I'm outlining a program.

Basically, I want to use nftw to traverse the directory tree and perform a task(myexecutable).

this function nftw takes for example (fn) as an argument and uses it as a callback function.

Now I am planning to use a classic fork-exec inside this callback function that I have defined to gain as much speed as possible by distributing the task over multiple instances of the same process for different files to make that happen almost at simultaneously.

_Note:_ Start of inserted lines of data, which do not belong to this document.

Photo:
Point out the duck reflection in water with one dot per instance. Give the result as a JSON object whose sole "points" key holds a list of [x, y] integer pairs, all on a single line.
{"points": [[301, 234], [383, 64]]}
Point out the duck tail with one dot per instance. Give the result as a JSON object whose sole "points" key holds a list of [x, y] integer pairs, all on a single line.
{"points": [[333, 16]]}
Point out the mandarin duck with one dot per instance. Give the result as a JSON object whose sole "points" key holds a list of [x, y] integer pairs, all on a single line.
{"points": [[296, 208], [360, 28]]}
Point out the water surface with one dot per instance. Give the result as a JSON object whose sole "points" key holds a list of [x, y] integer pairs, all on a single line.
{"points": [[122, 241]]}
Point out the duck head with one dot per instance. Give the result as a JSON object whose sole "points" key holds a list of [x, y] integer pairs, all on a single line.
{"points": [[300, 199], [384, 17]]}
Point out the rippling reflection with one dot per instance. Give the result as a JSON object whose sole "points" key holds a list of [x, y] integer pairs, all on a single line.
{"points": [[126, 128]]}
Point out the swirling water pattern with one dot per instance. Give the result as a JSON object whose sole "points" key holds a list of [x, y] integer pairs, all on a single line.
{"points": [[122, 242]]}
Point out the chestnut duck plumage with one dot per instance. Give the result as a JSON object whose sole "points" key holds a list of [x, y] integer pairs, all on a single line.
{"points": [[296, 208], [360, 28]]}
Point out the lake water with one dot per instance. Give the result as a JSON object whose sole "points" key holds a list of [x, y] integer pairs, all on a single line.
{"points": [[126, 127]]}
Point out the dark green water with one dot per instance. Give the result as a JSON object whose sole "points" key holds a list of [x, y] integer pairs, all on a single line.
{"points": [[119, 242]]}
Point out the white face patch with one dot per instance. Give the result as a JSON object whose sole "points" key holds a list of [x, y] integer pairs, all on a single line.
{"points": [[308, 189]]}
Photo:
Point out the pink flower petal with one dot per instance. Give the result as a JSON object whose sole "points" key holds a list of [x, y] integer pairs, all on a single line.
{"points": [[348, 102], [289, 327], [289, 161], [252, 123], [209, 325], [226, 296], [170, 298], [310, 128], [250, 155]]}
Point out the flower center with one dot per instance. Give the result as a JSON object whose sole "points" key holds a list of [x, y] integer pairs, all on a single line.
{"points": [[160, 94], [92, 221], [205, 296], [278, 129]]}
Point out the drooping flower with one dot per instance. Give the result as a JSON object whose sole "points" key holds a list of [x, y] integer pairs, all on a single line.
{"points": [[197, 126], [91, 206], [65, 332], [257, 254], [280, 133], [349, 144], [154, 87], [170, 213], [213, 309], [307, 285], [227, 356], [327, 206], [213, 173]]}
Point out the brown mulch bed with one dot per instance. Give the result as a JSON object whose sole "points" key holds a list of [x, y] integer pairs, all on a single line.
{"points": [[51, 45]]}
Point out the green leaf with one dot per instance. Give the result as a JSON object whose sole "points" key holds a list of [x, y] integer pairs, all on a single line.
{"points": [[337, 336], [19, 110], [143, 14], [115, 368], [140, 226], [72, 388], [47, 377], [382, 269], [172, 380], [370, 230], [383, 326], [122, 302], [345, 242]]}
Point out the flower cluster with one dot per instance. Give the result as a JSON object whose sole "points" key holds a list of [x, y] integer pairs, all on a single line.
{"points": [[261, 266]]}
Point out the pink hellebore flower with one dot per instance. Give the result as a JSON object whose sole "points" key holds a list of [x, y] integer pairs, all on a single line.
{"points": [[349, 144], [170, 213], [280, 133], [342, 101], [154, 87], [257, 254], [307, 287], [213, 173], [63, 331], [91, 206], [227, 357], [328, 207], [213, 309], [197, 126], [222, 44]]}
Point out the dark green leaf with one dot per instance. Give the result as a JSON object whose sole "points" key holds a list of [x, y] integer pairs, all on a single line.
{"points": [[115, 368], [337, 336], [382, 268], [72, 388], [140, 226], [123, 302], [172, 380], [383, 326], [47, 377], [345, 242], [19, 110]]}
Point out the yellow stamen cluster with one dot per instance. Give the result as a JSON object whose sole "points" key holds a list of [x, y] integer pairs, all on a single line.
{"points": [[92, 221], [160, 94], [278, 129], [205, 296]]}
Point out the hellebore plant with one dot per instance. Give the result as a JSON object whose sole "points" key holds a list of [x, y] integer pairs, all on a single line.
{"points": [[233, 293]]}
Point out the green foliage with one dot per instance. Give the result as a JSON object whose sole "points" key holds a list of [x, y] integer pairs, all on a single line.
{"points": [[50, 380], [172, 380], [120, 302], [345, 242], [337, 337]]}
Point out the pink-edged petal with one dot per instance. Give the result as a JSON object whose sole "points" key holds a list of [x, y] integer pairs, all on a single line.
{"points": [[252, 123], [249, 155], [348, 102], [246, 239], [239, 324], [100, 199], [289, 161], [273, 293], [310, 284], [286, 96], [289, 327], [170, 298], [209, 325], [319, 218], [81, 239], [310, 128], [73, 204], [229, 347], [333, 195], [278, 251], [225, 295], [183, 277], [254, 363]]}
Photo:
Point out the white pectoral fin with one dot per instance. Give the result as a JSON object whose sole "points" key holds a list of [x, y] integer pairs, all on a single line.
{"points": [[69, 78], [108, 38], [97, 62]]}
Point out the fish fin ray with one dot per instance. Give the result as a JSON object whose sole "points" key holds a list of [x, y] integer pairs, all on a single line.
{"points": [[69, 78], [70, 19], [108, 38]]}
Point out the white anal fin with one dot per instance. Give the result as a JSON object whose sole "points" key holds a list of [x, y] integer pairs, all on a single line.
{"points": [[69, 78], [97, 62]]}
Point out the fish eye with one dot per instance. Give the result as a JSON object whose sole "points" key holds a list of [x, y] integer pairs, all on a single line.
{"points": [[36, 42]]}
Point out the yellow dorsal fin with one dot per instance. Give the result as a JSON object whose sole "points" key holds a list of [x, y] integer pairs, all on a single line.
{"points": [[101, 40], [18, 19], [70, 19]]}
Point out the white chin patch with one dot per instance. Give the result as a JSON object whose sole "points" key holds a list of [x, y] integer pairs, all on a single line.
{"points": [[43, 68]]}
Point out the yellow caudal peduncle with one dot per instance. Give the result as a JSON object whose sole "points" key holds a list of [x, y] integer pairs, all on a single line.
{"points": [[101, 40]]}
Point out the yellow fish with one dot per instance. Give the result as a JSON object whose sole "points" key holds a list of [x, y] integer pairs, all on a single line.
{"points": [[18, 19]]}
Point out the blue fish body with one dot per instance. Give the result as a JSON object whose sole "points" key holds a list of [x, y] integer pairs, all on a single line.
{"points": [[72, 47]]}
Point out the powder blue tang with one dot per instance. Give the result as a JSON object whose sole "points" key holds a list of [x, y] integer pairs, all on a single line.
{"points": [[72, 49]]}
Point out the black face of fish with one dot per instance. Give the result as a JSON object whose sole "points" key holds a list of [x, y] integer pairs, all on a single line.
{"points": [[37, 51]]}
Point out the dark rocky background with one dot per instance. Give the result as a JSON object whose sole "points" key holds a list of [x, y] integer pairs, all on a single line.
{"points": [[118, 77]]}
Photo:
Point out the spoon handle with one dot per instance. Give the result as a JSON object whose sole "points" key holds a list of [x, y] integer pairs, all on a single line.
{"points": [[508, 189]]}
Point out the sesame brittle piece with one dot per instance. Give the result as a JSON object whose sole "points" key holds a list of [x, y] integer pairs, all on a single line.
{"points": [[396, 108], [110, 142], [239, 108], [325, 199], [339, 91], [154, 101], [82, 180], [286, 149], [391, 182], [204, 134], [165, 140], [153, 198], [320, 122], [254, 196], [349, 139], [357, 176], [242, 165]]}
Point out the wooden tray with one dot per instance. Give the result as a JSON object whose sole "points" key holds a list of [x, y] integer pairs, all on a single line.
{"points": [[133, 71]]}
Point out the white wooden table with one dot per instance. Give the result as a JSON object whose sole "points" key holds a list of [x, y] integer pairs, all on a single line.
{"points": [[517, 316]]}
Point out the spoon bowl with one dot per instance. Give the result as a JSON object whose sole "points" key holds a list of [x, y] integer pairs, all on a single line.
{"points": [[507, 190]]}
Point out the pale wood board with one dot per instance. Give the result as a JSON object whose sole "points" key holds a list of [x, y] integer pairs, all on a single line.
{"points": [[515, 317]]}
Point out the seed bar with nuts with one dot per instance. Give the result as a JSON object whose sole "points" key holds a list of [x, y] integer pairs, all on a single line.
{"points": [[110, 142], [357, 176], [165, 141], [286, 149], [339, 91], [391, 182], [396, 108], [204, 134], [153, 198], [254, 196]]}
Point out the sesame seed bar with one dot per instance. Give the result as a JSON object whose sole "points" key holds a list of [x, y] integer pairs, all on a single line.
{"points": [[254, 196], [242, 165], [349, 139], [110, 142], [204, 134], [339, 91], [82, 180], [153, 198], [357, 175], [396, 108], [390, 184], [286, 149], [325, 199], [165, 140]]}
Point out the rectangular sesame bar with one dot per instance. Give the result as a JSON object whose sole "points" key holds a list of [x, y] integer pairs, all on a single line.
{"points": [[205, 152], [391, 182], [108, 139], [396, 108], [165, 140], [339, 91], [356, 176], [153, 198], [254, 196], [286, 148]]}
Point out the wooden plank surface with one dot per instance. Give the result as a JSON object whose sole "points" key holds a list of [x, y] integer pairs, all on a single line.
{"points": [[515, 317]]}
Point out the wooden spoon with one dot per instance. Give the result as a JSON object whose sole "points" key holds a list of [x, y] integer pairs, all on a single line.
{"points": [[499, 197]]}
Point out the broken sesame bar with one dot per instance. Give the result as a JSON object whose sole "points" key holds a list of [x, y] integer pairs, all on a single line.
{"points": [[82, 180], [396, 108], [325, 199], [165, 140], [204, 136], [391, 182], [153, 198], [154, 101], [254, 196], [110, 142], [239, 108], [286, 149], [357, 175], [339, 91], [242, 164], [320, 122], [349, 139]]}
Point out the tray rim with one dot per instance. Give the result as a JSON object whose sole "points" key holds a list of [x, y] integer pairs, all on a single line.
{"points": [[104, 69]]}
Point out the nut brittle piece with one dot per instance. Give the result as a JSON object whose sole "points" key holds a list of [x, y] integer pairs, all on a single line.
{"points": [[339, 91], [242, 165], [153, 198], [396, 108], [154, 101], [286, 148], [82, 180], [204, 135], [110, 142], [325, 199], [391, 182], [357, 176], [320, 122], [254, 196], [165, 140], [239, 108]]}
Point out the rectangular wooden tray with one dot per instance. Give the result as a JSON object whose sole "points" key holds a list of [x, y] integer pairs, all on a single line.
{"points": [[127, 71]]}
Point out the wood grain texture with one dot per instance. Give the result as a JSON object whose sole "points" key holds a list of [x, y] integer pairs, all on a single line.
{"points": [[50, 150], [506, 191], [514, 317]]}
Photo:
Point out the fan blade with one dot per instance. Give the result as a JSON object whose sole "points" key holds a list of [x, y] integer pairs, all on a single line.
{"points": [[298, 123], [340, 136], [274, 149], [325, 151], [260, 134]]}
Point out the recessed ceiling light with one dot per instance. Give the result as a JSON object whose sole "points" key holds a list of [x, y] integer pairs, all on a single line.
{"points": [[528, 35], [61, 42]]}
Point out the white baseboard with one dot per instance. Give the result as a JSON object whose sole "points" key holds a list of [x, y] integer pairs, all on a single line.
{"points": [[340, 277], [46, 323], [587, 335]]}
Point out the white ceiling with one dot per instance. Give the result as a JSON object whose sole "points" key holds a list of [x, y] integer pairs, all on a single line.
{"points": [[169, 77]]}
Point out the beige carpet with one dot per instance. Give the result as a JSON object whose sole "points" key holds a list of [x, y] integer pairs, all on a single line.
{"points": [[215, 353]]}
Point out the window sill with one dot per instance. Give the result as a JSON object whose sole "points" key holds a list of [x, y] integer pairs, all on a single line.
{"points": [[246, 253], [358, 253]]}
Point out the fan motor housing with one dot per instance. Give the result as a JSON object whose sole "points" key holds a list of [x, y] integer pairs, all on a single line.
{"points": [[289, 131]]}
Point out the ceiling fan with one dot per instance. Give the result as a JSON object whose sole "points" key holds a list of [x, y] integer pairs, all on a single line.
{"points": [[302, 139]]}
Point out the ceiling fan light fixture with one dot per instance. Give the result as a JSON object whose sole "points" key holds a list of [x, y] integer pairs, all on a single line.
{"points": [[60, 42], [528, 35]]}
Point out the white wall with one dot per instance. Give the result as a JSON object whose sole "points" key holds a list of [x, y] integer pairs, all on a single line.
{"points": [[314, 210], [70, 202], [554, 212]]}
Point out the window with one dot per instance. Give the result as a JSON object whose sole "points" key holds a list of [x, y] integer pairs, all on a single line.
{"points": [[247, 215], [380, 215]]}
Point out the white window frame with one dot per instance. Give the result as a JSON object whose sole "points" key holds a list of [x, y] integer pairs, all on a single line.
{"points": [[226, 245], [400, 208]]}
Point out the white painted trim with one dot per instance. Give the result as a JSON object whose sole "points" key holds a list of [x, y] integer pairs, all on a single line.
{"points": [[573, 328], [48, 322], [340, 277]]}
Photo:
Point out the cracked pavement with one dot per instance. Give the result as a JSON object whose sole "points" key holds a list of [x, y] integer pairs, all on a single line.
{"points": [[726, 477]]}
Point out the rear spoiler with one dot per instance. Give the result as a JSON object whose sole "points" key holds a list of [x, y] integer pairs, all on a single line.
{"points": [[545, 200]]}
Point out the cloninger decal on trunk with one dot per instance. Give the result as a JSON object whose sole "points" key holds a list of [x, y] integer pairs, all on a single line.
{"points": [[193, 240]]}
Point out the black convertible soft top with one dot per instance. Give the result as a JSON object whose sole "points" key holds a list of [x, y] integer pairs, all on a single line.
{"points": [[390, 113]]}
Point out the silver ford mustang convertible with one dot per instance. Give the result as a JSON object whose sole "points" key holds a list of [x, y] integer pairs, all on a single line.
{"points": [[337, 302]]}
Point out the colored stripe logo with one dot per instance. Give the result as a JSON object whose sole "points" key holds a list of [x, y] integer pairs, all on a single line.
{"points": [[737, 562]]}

lets say I want to do action P on every file. so I define my callback function like:

static int fn(const char* pathname, const struct stat* st, int tf, struct FTW* ff){
    if(tf == FTW_F){
        if(fork() == 0){
            execl("myexecutable", "myexecutable", pathname, NULL);
            exit(0);
        }else{
            return 0;
        }
    }
}

also different instances of myexecutable do not in anyway depend on each other or share any resources. and they don't need to communicate with the parent process and vice versa.

can this cause a problem with the calling function?

should I expect nftw to go crazy over this or show undefined behavior?

hirad davari
  • 103
  • 6
  • 2
    execl will replace the running process, so the fact that you are in a callback doesn't matter. – stark Aug 22 '22 at 13:11
  • 1
    If you incorporate the logic in `myexecutable` into the program starting `myexecutable` you could use threads instead. It is often faster to start a thread than doing `fork()` + `exec*()`. – Ted Lyngmo Aug 22 '22 at 13:23
  • 2
    It may be safer to call either `_exit` or `_Exit` instead of `exit` if the `execl` call returns in the child process. – Ian Abbott Aug 22 '22 at 13:25
  • 1
    You should print an error message and exit with a non-zero status if `execl()` fails. You should probably print an error message when `fork()` fails, rather than just reporting success — as you might well run out of processes on a big file system. You are right not to bother checking the return value from `execl()` — if it succeeds it doesn't return; if it returns, it failed. You probably need to beware of the number of zombie processes this can create. – Jonathan Leffler Aug 22 '22 at 14:12
  • @JonathanLeffler Thank you. I am aware of that problem. The solution I came up with is that the dispatching function will keep track of the child processes and will put a reasonable limit on the number of them. It will perform a wait(&st) before calling a new fork. – hirad davari Aug 23 '22 at 07:50
  • Rather than `wait()`, consider a loop using `waitpid()` with the `WNOHANG` option. That will collect multiple children (one per iteration) without blocking. – Jonathan Leffler Aug 23 '22 at 10:56

1 Answers1

7

This won't be a problem because you're calling execl immediately after the new process is forked. All process memory, including any state nftw might have, is replaced with that of the new program.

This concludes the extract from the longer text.